By cdods posted 11-22-2016 08:15


Part One of this series can be found here.


Continuing on with our series, this particular post will revolve around "Security Information and Event Management" solutions (SIEM's), their place in the Enterprise, and how you can leverage their exceptional levels of visibility within SkyATP. Deserving particular mention is Juniper's Secure Analytics product-line which, along with our partner, IBM (QRadar), was identified as a leader once again within Gartner's 2016 SIEM Magic Quadrant. As documentation already exists for JSA/Qradar+SkyATP, for the purposes of today, I'll be focusing on the other SIEM MQ Leader, Splunk. 

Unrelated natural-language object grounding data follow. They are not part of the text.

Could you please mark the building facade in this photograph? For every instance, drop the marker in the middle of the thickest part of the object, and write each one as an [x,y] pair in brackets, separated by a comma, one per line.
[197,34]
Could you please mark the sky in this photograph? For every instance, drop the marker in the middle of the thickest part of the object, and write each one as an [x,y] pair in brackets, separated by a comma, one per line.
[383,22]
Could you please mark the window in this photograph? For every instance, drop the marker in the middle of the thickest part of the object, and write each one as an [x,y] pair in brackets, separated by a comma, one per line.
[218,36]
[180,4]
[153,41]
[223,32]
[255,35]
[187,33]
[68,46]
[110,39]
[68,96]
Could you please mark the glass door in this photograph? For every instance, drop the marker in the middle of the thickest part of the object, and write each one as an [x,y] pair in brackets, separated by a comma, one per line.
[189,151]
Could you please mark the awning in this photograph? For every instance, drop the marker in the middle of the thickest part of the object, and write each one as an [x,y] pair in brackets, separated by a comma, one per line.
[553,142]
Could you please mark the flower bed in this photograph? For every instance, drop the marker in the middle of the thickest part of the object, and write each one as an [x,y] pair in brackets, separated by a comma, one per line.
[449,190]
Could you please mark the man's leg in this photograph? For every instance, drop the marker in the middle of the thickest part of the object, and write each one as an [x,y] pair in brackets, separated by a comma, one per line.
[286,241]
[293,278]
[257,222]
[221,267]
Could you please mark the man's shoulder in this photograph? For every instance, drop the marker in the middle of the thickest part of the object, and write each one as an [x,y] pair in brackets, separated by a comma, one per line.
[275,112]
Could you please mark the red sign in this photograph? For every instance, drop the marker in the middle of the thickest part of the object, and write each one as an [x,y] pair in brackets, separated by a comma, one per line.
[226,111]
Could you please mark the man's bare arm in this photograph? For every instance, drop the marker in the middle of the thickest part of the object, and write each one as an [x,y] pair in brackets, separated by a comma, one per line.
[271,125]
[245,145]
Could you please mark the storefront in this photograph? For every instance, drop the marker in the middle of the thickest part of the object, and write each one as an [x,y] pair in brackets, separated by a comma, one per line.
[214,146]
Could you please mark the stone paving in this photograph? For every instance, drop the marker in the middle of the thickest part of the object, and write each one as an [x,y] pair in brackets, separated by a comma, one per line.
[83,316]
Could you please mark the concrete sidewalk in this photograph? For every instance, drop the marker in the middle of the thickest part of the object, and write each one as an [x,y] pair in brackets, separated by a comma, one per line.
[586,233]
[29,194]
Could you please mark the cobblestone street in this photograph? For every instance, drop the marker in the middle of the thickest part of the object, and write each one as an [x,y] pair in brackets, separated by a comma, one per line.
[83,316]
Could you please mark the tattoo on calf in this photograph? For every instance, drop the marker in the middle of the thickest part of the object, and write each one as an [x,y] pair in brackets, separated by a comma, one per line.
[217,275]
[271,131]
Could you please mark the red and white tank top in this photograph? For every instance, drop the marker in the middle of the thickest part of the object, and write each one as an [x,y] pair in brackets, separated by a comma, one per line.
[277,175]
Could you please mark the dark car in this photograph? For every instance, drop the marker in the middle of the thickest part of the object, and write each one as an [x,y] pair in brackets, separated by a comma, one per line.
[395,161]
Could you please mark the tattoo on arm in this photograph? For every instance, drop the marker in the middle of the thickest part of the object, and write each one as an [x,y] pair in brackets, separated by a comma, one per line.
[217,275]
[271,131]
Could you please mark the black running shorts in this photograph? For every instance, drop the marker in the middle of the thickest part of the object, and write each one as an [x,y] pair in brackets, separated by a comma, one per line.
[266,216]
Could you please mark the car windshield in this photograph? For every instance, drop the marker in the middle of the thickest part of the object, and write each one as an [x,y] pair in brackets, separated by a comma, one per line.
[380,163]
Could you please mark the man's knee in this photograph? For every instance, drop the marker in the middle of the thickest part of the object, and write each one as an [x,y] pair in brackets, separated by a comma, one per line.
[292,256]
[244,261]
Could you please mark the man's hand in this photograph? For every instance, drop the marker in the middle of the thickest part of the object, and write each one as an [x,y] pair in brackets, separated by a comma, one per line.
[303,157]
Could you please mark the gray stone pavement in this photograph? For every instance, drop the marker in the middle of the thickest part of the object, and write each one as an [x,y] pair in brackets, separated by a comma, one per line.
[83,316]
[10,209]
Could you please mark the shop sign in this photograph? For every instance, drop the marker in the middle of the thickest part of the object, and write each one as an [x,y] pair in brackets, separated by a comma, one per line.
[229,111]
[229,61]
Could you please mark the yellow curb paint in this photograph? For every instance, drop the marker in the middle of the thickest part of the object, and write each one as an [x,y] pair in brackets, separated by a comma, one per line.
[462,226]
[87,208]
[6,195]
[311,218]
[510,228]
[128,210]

Over the last few years, Splunk has managed to solidify its place as a leading choice for Log Management within many verticals. While Splunk is not a traditional SIEM "out of the box", it can be made into a highly effective security tool via customization and/or by leveraging one of its many security-focused add-ons. For customers who do not necessarily need all of the advanced features included within JSA/QRadar, Splunk can be an attractive option. As you would expect, our SRX-series Gateways have always been able to tighly integrate with Splunk due to their inherent openness and verbose logging capabilities. 


The importance of SIEM's within the Enterprise cannot be understated. Time has shown us that while Next-Gen Firewalls with advanced Layer-7 features, copious amounts of Threat Intelligence, and the latest Sandboxing technology can go a long way towards mitigating advanced threats, they are not the be-all and end-all of Security. Network devices are inherently limited in their threat prevention capabilities by the incomplete datasets that they can analyze; Only traffic that physically traverses a NGFW may be inspected. SIEM's, on the other hand, have the capability to monitor each and every entity on the network in great detail without relying on the hosts themselves transiting an inspection point. A fantastic example of this can be found here, where Splunk Engineer Bert Hayes describes a method for identifying Ransomware on Windows workstations. He does this, not by analyzing logs from security products (which of course would work if an agent were installed), but by analzing actual process behaviour on the workstation itself.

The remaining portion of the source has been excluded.